In a test case that could clarify whether or not videos featuring shots of sexual penetration are legal in Britain, as they are in many other parts of Europe, the British Board of Film Classification yesterday argued that such videos should remain banned until more is known about the possible harm caused to children who might watch them.
The case centres on a decision by the independent Video Appeals Committee to overturn the BBFC's refusal to give a special R18 certificate to seven "hardcore" videos produced by two firms, Sheptonhurst, and Prime Time (Shifnal), for restricted sale in 80 licensed sex shops in Britain.
Behind the case lies the home secretary's decision, two years ago, to clamp down on the production of hardcore pornographic videos after the discovery that the BBFC ,under its previous president, Lord Birkett, had started to license "stronger" videos for sex shops to try to put the cowboys of the trade out of business.
But after Mr Straw appointed Andreas Whittam Smith as president of the BBFC, the board changed its policy and refused to license the seven videos - called Horny Catbabe, Nympho Nurse Nancy, TV Sex, Office Tart, Carnival International Version (Trailer), Wet Nurses 2 Continental Version, and Miss Nude International Continental Version - unless "all shots of penetration by penis, hand or dildo as well as shots of a penis being masturbated or taken into a woman's mouth" were removed.
Lord Lester of Herne Hill, QC, for the BBFC, argued in the high court in London yesterday that the decision by the Video Appeals Committee should be quashed as it had wrongly interpreted the law and had failed to take into account the risk of "real and significant harm" to children if the videos were sold for home viewing.
He said the videos comprised "a seemingly endless sequence of energetic, joyless sex which appears consensual but in which there is no pleasure expressed except the occasional feral grunt" and added that their general effect was dehumanising and mechanistic.
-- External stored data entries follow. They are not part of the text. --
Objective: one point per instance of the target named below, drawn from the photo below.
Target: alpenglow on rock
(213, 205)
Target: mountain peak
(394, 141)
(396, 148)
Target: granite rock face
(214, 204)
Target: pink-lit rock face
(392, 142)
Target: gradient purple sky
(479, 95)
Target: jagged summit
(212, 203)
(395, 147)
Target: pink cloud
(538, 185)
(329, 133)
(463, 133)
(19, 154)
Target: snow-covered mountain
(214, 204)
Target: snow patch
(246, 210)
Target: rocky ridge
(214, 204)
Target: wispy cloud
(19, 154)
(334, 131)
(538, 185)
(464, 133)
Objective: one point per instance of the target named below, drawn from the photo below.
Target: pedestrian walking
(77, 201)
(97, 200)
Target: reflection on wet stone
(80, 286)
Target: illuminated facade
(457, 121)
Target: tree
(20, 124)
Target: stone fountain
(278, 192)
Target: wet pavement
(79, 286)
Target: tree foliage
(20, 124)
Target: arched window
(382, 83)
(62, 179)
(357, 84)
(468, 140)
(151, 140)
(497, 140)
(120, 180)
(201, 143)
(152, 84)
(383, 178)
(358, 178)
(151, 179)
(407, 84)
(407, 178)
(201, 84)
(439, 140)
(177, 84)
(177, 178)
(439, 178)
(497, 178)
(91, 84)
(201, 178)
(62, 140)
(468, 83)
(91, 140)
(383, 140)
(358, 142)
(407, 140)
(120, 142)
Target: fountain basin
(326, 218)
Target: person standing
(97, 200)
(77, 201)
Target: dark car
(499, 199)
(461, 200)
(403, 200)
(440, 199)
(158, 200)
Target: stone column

Lord Lester told Mr Justice Hooper that unless the committee's decision were quashed all hardcore videos would have to be given a certificate unless they were criminally obscene or it could be shown they did cause "devastating harm to more than a minority of children and young people".
Lord Lester argued that the Video Recordings Act 1984, introduced to ban "video nasties", said it was accepted that some videos would be watched by children and that it was better not to run the risk of causing real and significant harm until more was known.
But David Pannick QC, for Sheptonhurst, argued that the committee panel, which had been chaired by a former deputy director of public prosecutions, John Wood, had been acting legally, that the videos involved were, by the standards of the industry, not "hardcore" but "mediumcore", and that the risk of their being seen and causing harm to children was "insignificant".
Mr Pannick said the child psychiatrist Gordana Milavic, who gave evidence on behalf of the BBFC, had seen during 19 years of treating children fewer than six cases where there was a direct link to pornography. He said the committee had also found that while there was much evidence of the impact of violent images on children, there was no systematic evidence or concern from psychiatrists about the impact of pornography on children. The case had to be judged in the modern world where any reasonably intelligent 11-year-old knew how to obtain graphic material from the internet.